Contrôle de la survie neuronale par les cellules gliales entériques dans des conditions de stress oxydant
Auteur / Autrice : | Hind Abdo |
Direction : | Pascal Derkinderen, Bernard Lardeux |
Type : | Thèse de doctorat |
Discipline(s) : | Médecine. Biologie - Santé - Médecine. Biologie cellulaire |
Date : | Soutenance en 2009 |
Etablissement(s) : | Nantes |
Ecole(s) doctorale(s) : | École doctorale Biologie-Santé Nantes-Angers (2008-2021) |
Partenaire(s) de recherche : | Autre partenaire : Nantes Université. Pôle SantéUFR Médecine et Techniques Médicales (Nantes) |
Mots clés
Résumé
Des phénomènes de neurodégénérescence du système nerveux entérique (SNE) ont été décrits au cours d’états inflammatoires intestinaux et chez des malades atteints de pathologies neurodégénératives centrales. Par ailleurs, des études récentes ont montré l’importance des cellules gliales entériques (CGE) dans le contrôle des fonctions neuronales. Néanmoins, le rôle neuroprotecteur potentiel de ces cellules reste très mal connu. Aussi, le but de ce travail de thèse était de mettre en évidence le contrôle de la survie neuronale par les CGE et d’identifier les mécanismes et les médiateurs impliqués.
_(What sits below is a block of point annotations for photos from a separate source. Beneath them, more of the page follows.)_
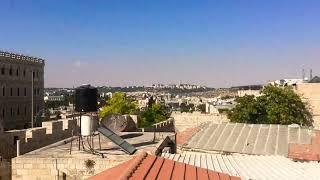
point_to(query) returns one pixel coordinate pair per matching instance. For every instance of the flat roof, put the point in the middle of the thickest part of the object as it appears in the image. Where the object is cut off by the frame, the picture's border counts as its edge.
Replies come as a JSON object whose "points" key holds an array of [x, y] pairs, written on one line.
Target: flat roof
{"points": [[141, 140], [263, 139]]}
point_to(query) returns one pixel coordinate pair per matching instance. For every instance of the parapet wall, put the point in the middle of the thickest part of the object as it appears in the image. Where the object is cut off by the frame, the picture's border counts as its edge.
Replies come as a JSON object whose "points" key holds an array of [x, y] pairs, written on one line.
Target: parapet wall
{"points": [[191, 120], [5, 169], [34, 138]]}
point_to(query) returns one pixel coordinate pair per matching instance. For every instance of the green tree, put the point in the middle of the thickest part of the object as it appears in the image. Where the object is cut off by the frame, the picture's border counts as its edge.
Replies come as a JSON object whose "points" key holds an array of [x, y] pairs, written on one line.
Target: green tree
{"points": [[154, 114], [119, 103], [276, 105]]}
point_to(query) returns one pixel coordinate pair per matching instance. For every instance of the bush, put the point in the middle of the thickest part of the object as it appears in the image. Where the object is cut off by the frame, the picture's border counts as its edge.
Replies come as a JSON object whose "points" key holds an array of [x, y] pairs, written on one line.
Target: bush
{"points": [[276, 105]]}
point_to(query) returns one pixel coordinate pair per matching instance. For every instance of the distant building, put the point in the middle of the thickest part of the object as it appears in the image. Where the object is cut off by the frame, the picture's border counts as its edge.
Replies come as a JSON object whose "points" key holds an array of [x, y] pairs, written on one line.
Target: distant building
{"points": [[249, 92], [287, 82], [18, 74], [54, 98]]}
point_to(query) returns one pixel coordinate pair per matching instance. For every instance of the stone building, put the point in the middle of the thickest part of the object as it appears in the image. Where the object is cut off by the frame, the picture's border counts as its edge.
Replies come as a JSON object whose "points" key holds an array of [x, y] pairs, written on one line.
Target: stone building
{"points": [[310, 93], [18, 74]]}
En utilisant une stratégie d’infection adénovirale, nous avons d’abord montré que la destruction spécifique des CGE présentes dans les cultures primaires induisait une dégénérescence des neurones entériques en conditions basales mais aussi lors d’un stress oxydant induit par la dopamine ou le peroxyde d’hydrogène. La co-culture de lignées de CGE avec les cultures primaires de SNE ou avec une lignée de neuroblastome humain permet une réduction de la mort apoptotique des neurones induite par le stress oxydant. L’ajout de milieu conditionné de CGE reproduit cet effet neuroprotecteur démontrant ainsi l’implication de facteur(s) soluble(s) dans la neuroprotection. Parmi les médiateurs impliqués, nous avons identifié le glutathion réduit (GSH), qui aurait une action directe sur le microenvironnement neuronal. L’implication du GSH a été démontrée en inhibant sa synthèse à la fois par des approches génétiques (ARN interférence) et pharmacologiques. Par ailleurs, Nous avons mis en évidence l’implication d’un autre médiateur, la 15d-PGJ2, dérivée des oméga-6, qui permet une protection préventive et à long terme. L’implication de la 15d-PGJ2 a été démontrée en bloquant la synthèse de cette molécule au sein les CGE par ARN interférence. Enfin, nous avons mis en évidence une neuroprotection par les cellules épithéliales intestinales qui sont présentent à proximité des neurones. En conclusion, nos travaux démontrent que les CGE possèdent des capacités neuroprotectrices dans le SNE lors d’un stress oxydant induit. La capacité neuroprotectrice des CGE, similaire à celle décrite pour les astrocytes du système nerveux central, pourrait être utilisée comme une cible thérapeutique au cours des neuropathies entériques.